Second-generation Bulldozer processors only started appearing recently in the form of the Trinity APUs with Piledriver cores. The next Bulldozer-2 wave will come when AMD releases their Piledriver-bearing "Vishera" FX-Series desktop processors. While this hardware has yet to publicly arrive, AMD is are already working on compiler support for their third-generation Bulldozer -- a.k.a. "Steamroller" -- micro-architecture.

As first spotted via my Anzwix system, Ganesh Gopalasubramanian of AMD published the first patch work concerning "bdver3" enablement to gcc-patches on Thursday morning. "The attached patch (Patch.txt) enables the next version of AMD's bulldozer core. A new file (bdver3.md) is also attached which describes the pipelines."

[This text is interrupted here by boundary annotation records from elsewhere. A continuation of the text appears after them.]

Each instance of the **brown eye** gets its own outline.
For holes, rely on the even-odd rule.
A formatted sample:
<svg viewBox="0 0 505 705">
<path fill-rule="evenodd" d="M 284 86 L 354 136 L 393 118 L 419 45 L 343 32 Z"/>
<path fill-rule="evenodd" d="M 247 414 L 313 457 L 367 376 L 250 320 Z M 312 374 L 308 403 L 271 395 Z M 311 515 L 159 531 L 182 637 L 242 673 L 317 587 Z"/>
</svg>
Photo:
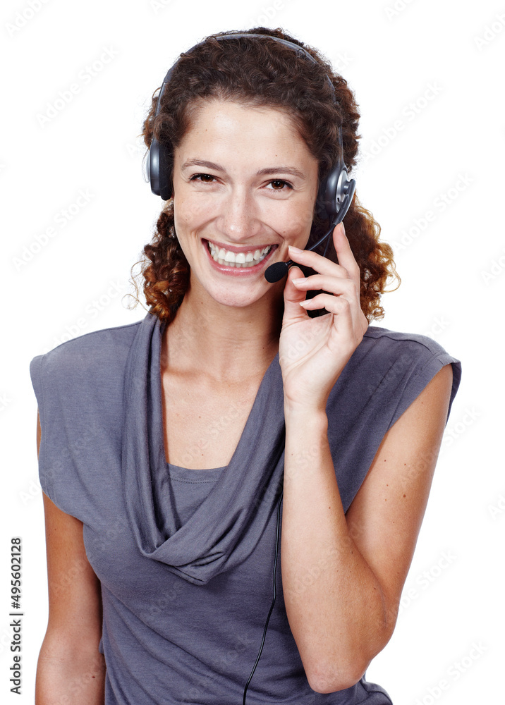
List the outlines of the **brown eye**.
<svg viewBox="0 0 505 705">
<path fill-rule="evenodd" d="M 272 185 L 274 185 L 274 184 L 275 185 L 280 185 L 280 186 L 281 186 L 280 188 L 278 188 L 277 185 L 275 185 L 273 189 L 270 190 L 273 190 L 273 191 L 286 191 L 287 190 L 284 188 L 284 186 L 287 186 L 288 188 L 293 188 L 293 187 L 291 186 L 291 185 L 289 183 L 288 181 L 284 181 L 284 180 L 281 179 L 281 178 L 275 178 L 275 179 L 273 179 L 272 181 L 269 182 L 269 183 L 271 183 Z"/>
<path fill-rule="evenodd" d="M 207 181 L 206 180 L 206 179 L 207 178 L 209 179 L 214 178 L 214 176 L 212 176 L 212 174 L 195 174 L 193 176 L 191 177 L 190 181 L 196 181 L 196 180 L 200 179 L 200 177 L 204 178 L 204 180 L 201 182 L 202 183 L 212 183 L 212 181 Z"/>
</svg>

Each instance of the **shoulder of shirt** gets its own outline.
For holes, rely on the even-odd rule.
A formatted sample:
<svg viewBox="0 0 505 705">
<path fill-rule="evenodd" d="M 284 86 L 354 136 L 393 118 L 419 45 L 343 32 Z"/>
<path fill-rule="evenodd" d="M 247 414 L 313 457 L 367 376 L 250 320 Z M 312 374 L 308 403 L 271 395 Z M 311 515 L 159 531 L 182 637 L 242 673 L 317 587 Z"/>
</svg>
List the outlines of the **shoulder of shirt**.
<svg viewBox="0 0 505 705">
<path fill-rule="evenodd" d="M 398 331 L 390 331 L 387 328 L 381 328 L 379 326 L 369 326 L 364 336 L 364 338 L 369 338 L 370 341 L 377 341 L 383 343 L 389 343 L 394 345 L 395 343 L 405 344 L 406 343 L 414 343 L 426 348 L 427 351 L 433 355 L 437 355 L 441 352 L 445 352 L 442 345 L 429 336 L 423 336 L 418 333 L 400 333 Z"/>
<path fill-rule="evenodd" d="M 142 321 L 91 331 L 65 341 L 47 352 L 36 355 L 30 362 L 39 361 L 55 365 L 60 369 L 68 366 L 75 371 L 79 368 L 103 367 L 107 362 L 112 364 L 126 360 L 128 352 Z"/>
<path fill-rule="evenodd" d="M 428 336 L 418 333 L 400 333 L 378 326 L 369 326 L 358 350 L 360 355 L 372 354 L 377 356 L 381 364 L 387 364 L 389 360 L 406 359 L 417 360 L 418 363 L 428 362 L 433 358 L 445 359 L 448 354 L 439 343 Z M 357 350 L 358 351 L 358 350 Z M 356 360 L 358 362 L 358 360 Z"/>
</svg>

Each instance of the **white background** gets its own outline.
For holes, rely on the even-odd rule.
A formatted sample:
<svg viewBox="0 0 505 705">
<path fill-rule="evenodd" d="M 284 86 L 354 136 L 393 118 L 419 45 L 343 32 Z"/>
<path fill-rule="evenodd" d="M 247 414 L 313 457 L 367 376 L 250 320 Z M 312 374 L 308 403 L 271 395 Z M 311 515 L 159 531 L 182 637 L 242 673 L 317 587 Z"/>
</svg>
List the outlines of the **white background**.
<svg viewBox="0 0 505 705">
<path fill-rule="evenodd" d="M 126 308 L 123 296 L 133 290 L 130 267 L 162 207 L 143 180 L 138 139 L 151 94 L 178 54 L 207 35 L 265 25 L 320 49 L 360 105 L 361 157 L 353 176 L 403 280 L 383 298 L 387 314 L 375 324 L 430 335 L 463 363 L 403 607 L 367 679 L 385 687 L 395 705 L 498 702 L 505 627 L 505 4 L 32 0 L 32 6 L 37 11 L 28 0 L 4 3 L 0 17 L 2 701 L 33 701 L 47 619 L 30 361 L 69 337 L 144 317 L 142 307 Z M 99 63 L 105 49 L 113 58 L 85 80 L 82 71 Z M 74 83 L 71 102 L 41 124 L 48 104 Z M 89 202 L 63 222 L 80 190 Z M 430 210 L 434 219 L 423 221 Z M 51 226 L 54 236 L 44 244 Z M 12 536 L 22 537 L 23 547 L 20 697 L 8 683 Z"/>
</svg>

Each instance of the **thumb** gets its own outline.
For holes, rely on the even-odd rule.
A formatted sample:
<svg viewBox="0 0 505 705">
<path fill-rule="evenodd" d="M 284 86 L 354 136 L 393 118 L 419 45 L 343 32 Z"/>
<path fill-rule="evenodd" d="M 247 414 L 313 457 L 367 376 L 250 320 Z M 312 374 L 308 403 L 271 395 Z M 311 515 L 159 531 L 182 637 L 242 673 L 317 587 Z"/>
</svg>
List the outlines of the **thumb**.
<svg viewBox="0 0 505 705">
<path fill-rule="evenodd" d="M 298 321 L 305 321 L 309 317 L 309 314 L 303 306 L 300 305 L 300 301 L 304 301 L 305 292 L 297 289 L 293 283 L 293 279 L 298 279 L 303 277 L 303 272 L 300 267 L 293 266 L 290 267 L 288 272 L 288 277 L 284 287 L 284 315 L 283 318 L 283 325 L 286 323 L 296 323 Z"/>
</svg>

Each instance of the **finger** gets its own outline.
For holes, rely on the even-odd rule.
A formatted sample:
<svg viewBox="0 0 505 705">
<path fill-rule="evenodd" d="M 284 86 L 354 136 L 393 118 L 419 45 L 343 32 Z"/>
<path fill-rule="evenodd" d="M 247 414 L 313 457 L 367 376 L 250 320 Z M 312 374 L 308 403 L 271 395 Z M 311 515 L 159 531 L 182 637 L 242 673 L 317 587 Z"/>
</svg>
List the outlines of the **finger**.
<svg viewBox="0 0 505 705">
<path fill-rule="evenodd" d="M 333 244 L 335 246 L 339 264 L 348 272 L 351 278 L 358 282 L 359 290 L 360 268 L 351 249 L 343 223 L 339 223 L 335 226 L 333 231 Z"/>
<path fill-rule="evenodd" d="M 339 332 L 347 336 L 350 341 L 360 340 L 361 331 L 355 329 L 354 317 L 351 305 L 341 296 L 333 296 L 331 294 L 317 294 L 312 299 L 308 299 L 303 302 L 303 308 L 310 310 L 324 308 L 329 314 L 333 314 L 334 325 Z"/>
<path fill-rule="evenodd" d="M 299 267 L 293 266 L 290 268 L 284 286 L 283 325 L 286 322 L 296 323 L 298 321 L 305 321 L 309 317 L 307 312 L 300 305 L 300 302 L 303 301 L 305 298 L 305 293 L 293 283 L 293 280 L 300 276 L 303 276 L 303 272 Z"/>
<path fill-rule="evenodd" d="M 322 289 L 337 295 L 343 294 L 349 300 L 354 298 L 359 300 L 359 291 L 353 279 L 343 278 L 338 276 L 329 276 L 326 274 L 310 274 L 303 278 L 293 278 L 293 283 L 300 290 Z"/>
</svg>

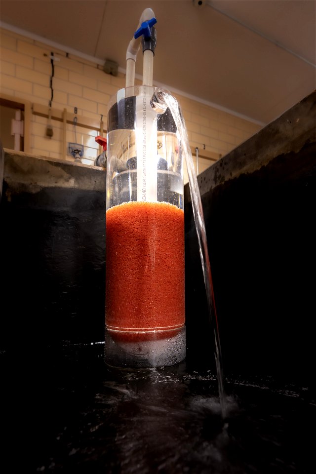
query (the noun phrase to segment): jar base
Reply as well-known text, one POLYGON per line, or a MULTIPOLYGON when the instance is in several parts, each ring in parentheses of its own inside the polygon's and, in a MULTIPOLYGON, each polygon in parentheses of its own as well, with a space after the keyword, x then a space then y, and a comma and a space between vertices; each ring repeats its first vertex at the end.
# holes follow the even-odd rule
POLYGON ((104 361, 111 367, 139 369, 163 367, 174 365, 185 358, 185 326, 173 331, 159 331, 158 338, 152 334, 151 339, 147 340, 143 340, 143 333, 140 335, 138 341, 135 337, 133 340, 126 340, 123 337, 118 337, 118 332, 106 326, 104 361))

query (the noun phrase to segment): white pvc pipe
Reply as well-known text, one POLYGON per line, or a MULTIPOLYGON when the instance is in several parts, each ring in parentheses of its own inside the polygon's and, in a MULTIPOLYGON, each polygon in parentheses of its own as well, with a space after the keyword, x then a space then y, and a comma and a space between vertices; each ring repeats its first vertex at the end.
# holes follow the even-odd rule
MULTIPOLYGON (((139 23, 136 30, 140 27, 144 21, 151 20, 155 16, 155 13, 151 8, 145 8, 142 13, 139 23)), ((136 62, 136 56, 140 46, 141 37, 135 39, 133 36, 129 41, 126 51, 126 76, 125 79, 125 86, 126 87, 133 86, 135 83, 135 69, 136 62), (133 64, 134 63, 134 64, 133 64), (127 85, 128 84, 128 85, 127 85)))
POLYGON ((150 49, 144 51, 143 59, 143 85, 153 85, 154 52, 150 49))

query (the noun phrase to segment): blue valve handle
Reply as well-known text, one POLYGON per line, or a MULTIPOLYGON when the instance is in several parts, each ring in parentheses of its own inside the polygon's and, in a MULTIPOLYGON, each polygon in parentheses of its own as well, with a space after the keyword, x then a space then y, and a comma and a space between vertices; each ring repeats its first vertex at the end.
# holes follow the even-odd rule
POLYGON ((157 23, 157 20, 154 17, 151 20, 147 20, 147 21, 143 21, 140 26, 140 27, 135 31, 134 34, 134 38, 136 40, 140 36, 144 36, 145 40, 150 39, 152 37, 150 29, 152 26, 157 23))

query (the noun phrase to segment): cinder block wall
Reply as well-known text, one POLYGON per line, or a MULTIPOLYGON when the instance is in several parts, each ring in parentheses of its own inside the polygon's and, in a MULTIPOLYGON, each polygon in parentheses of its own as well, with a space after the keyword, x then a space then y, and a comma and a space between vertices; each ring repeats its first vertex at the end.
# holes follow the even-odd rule
MULTIPOLYGON (((106 129, 108 104, 111 96, 125 86, 123 74, 119 73, 117 77, 106 74, 100 65, 7 30, 1 29, 0 34, 0 94, 48 107, 51 93, 50 56, 53 52, 55 60, 52 107, 61 110, 66 108, 72 113, 77 107, 78 115, 97 120, 102 116, 106 129)), ((125 46, 123 45, 122 47, 125 46)), ((250 120, 170 90, 180 105, 190 144, 195 148, 224 156, 261 128, 250 120)), ((45 118, 32 115, 31 153, 61 158, 62 122, 53 122, 51 138, 45 136, 47 122, 45 118)), ((76 132, 75 135, 74 126, 68 124, 67 141, 76 141, 84 145, 85 162, 93 164, 99 150, 94 140, 96 132, 76 127, 76 132)), ((73 159, 71 157, 67 159, 73 159)), ((199 172, 212 162, 200 157, 199 172)), ((187 182, 185 170, 185 183, 187 182)))

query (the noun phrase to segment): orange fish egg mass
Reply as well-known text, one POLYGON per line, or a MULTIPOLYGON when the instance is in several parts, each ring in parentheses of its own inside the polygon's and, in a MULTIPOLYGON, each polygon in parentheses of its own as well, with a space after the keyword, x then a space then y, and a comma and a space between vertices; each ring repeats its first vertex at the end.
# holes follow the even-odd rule
POLYGON ((182 327, 185 323, 182 209, 167 202, 138 201, 109 209, 106 278, 109 329, 150 333, 182 327))

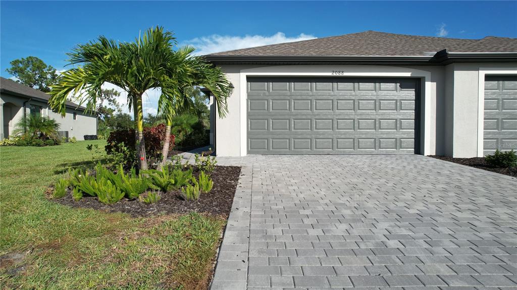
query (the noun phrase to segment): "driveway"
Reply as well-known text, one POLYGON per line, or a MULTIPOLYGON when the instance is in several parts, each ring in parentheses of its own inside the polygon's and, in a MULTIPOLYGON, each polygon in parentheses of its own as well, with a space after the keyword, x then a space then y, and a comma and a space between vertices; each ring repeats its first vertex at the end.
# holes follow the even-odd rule
POLYGON ((218 160, 243 167, 212 289, 517 287, 517 179, 414 155, 218 160))

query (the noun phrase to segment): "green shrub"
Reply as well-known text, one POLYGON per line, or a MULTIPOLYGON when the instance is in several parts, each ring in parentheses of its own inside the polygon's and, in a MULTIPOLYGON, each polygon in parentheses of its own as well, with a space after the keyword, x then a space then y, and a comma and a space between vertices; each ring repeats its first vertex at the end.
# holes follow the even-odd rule
POLYGON ((199 190, 199 185, 197 184, 197 182, 194 185, 188 184, 187 186, 181 187, 180 196, 185 200, 197 200, 201 194, 201 191, 199 190))
POLYGON ((75 201, 79 201, 83 198, 83 192, 77 187, 74 187, 72 190, 72 198, 75 201))
POLYGON ((52 139, 49 139, 48 140, 45 140, 44 141, 45 145, 47 146, 54 146, 54 145, 57 145, 56 141, 52 140, 52 139))
POLYGON ((22 138, 15 141, 17 146, 28 146, 29 142, 27 139, 22 138))
POLYGON ((168 166, 164 166, 161 170, 150 169, 142 171, 143 174, 149 176, 154 187, 163 192, 166 192, 174 185, 174 179, 171 172, 168 166))
POLYGON ((129 199, 137 198, 149 188, 150 183, 149 179, 144 178, 141 175, 137 175, 136 170, 134 168, 131 168, 129 174, 125 174, 121 165, 119 166, 117 173, 112 176, 112 182, 129 199))
POLYGON ((92 185, 99 201, 102 203, 113 204, 124 197, 124 193, 108 179, 101 178, 94 181, 92 185))
POLYGON ((214 182, 210 176, 205 174, 204 171, 199 173, 199 188, 202 193, 207 194, 212 190, 214 182))
POLYGON ((45 146, 45 142, 41 139, 33 138, 29 141, 28 146, 41 147, 45 146))
POLYGON ((179 189, 182 186, 184 186, 188 184, 189 181, 192 178, 192 170, 189 169, 186 171, 182 171, 181 169, 174 169, 171 174, 173 182, 173 187, 176 189, 179 189))
POLYGON ((19 136, 9 136, 9 138, 4 138, 4 140, 0 141, 0 146, 14 146, 20 139, 19 136))
POLYGON ((54 190, 52 197, 54 198, 61 198, 66 195, 66 190, 68 188, 70 183, 67 179, 60 179, 56 184, 56 188, 54 190))
POLYGON ((94 186, 96 182, 95 177, 90 175, 86 170, 77 169, 70 173, 70 183, 74 187, 74 190, 81 191, 90 196, 97 196, 97 192, 94 186))
POLYGON ((197 153, 194 155, 194 161, 200 171, 209 173, 214 172, 217 164, 215 156, 203 157, 197 153))
POLYGON ((139 199, 145 203, 156 203, 161 199, 161 195, 157 191, 150 191, 140 195, 139 199))
POLYGON ((504 152, 496 150, 493 155, 485 156, 485 161, 494 167, 515 167, 517 154, 513 150, 504 152))

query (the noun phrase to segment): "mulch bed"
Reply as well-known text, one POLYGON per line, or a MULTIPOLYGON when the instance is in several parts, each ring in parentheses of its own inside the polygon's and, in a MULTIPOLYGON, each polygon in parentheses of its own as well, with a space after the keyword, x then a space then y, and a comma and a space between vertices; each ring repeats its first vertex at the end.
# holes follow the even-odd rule
MULTIPOLYGON (((99 202, 97 197, 85 196, 79 201, 72 198, 71 192, 60 199, 51 200, 72 207, 94 208, 110 212, 126 213, 132 217, 147 217, 158 214, 185 214, 191 212, 227 217, 232 208, 233 197, 240 174, 240 167, 216 166, 210 174, 214 187, 208 194, 202 194, 197 200, 185 201, 178 197, 179 190, 161 193, 161 199, 157 203, 147 204, 138 200, 123 198, 114 204, 99 202)), ((193 175, 198 172, 194 168, 193 175)))
POLYGON ((489 165, 489 164, 486 163, 486 162, 485 161, 484 157, 475 157, 474 158, 452 158, 452 157, 437 155, 430 155, 429 157, 439 159, 440 160, 445 160, 445 161, 453 162, 458 164, 461 164, 462 165, 466 165, 467 166, 470 166, 471 167, 475 167, 484 170, 497 172, 501 174, 505 174, 505 175, 517 178, 517 168, 513 167, 512 168, 506 168, 493 167, 489 165))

As with previous generations, this compiler tuning/optimization support for next year's AMD hardware is being called "bdver3" in a similar naming convention to the original Bulldozer CPUs ("bdver1") and the new Piledriver / Bulldozer 2 support ("bdver3"). The bdver3 GCC patch in its early form copies most of the tuning work from bdver2 but the pipelines have already been modelled after the new Steamroller core.

The bdver2 support within this leading open-source code compiler super-set the following instruction set extensions: BMI, TBM, F16C, FMA, AVX, XOP, LWP, AES, PCL_MUL, CX16, MMX, SSE, SSE2, SSE3, SSE4A, SSSE3, SSE4.1, SSE4.2, and ABM. The current bdver3 family support is also setting these same instruction set extensions without anything new for the moment, aside from the pipeline remodelling.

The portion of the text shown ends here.